Native API (experimental)¶

The Native API allows developers to seamlessly move between training in a local development environment and training at cluster-scale on a Determined cluster. It also provides an interface to train tf.keras and tf.estimator models using idiomatic framework patterns, reducing (or eliminating) the effort to port model code for use with Determined.

In this guide, we’ll cover what happens under the hood when a user submits an experiment to Determined using the Native API. This topic guide is meant as deep-dive for advanced users – for a tutorial on getting started with the Native API, see Native API Tutorial (Experimental).

Life of a Native API Experiment¶

../_images/life-of-a-native-experiment.png

The diagram above demonstrates the flow of execution when an experiment is created in determined.experimental.Mode.CLUSTER mode.

The Python script will first be executed by us in the User environment, such as a Python virtualenv or a Jupyter notebook where the determined Python package is installed. When the code is executed, init() will create an experiment by submitting the contents of the context directory and the experiment configuration in a network request to the Determined master. Note that any code that comes after the init() call (typically involving defining the model and training loop) is not executed in the User environment. In the case of tf.keras, building and compiling the model is only done on the Determined cluster.

Once the Determined master has initialized a Trial Runner environment, the user script is re-executed from the beginning using runpy.run_path. In the trial runner environment, init will return a determined.NativeContext object that holds information specific to that trial (e.g. hyperparameter choices) and continue executing. Once the script hits the training loop function (in this case, tf.keras.Models.fit), Determined will launch into the managed training loop.

Warning

Any user code that occurs after the training loop has started will never be executed!

High-Level Training Loop Support¶

In order to execute a custom Python script, Determined requires that the user script contains a high-level training loop that it can intercept. Currently, the following training loop functions are supported:

If you are a PyTorch user, there is no standardized high-level training loop to hook into. However, it is still possible to submit experiments from Python by using the Integration with the Trial API.

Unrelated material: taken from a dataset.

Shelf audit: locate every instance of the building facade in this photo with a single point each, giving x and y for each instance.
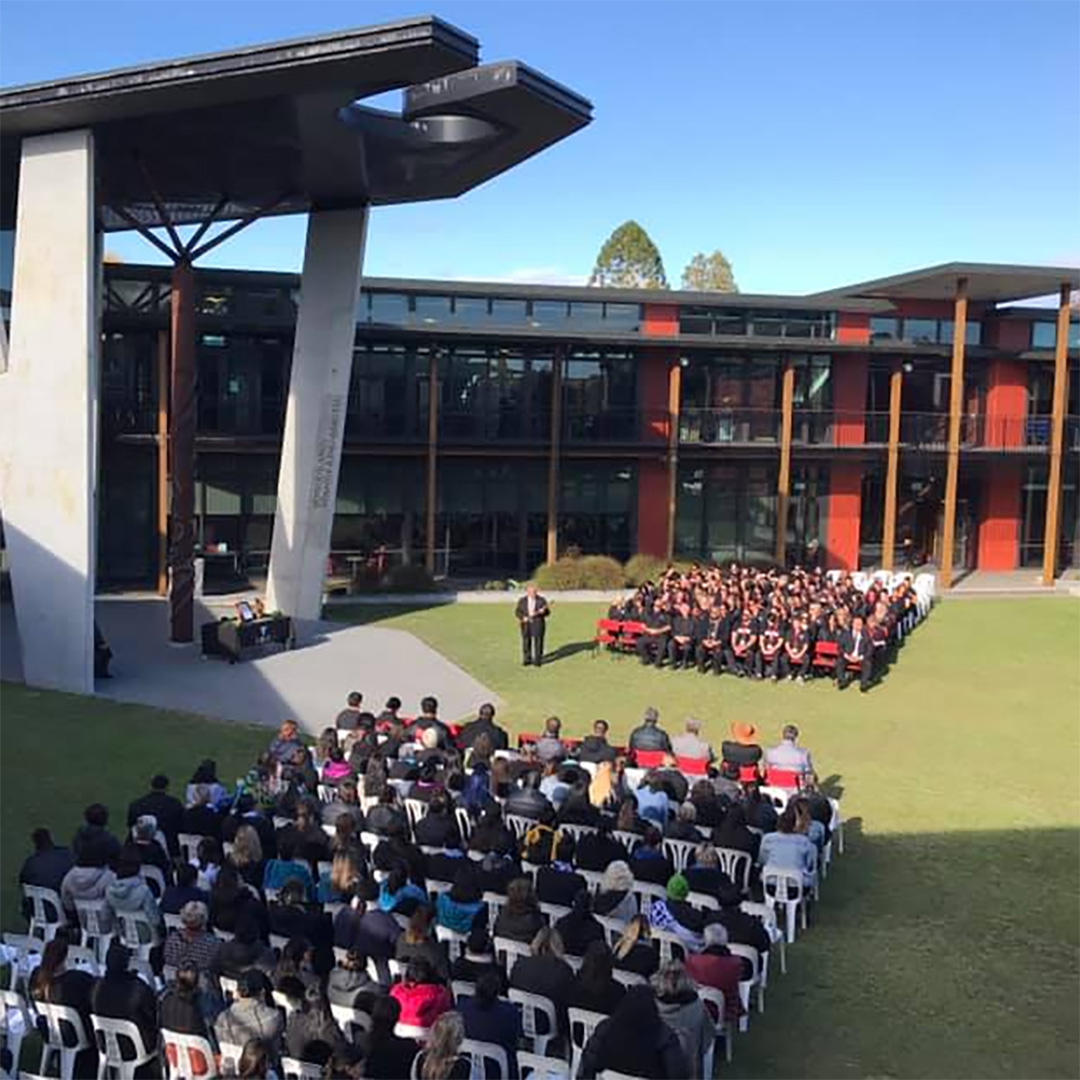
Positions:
(490, 427)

Integration with the Trial API¶

The Native API can also be used to submit experiments using the determined.pytorch.PyTorchTrial, determined.keras.TFKerasTrial, or determined.estimator.EstimatorTrial APIs. To do so, write a script that passes our Trial class definition and configuration to determined.experimental.create() and execute it in determined.experimental.Mode.CLUSTER mode.

determined.experimental.create() replaces init() in the lifecycle diagram above. Similar to init(), create() will stop execution in the User environment to submit the experiment via a network request to the Determined master. However, create() will not return a context object, because it encapsulates all the necessary information for the Determined training loop. Python code that comes after create() will neither be executed in the User environment nor in the Trial Runner environment.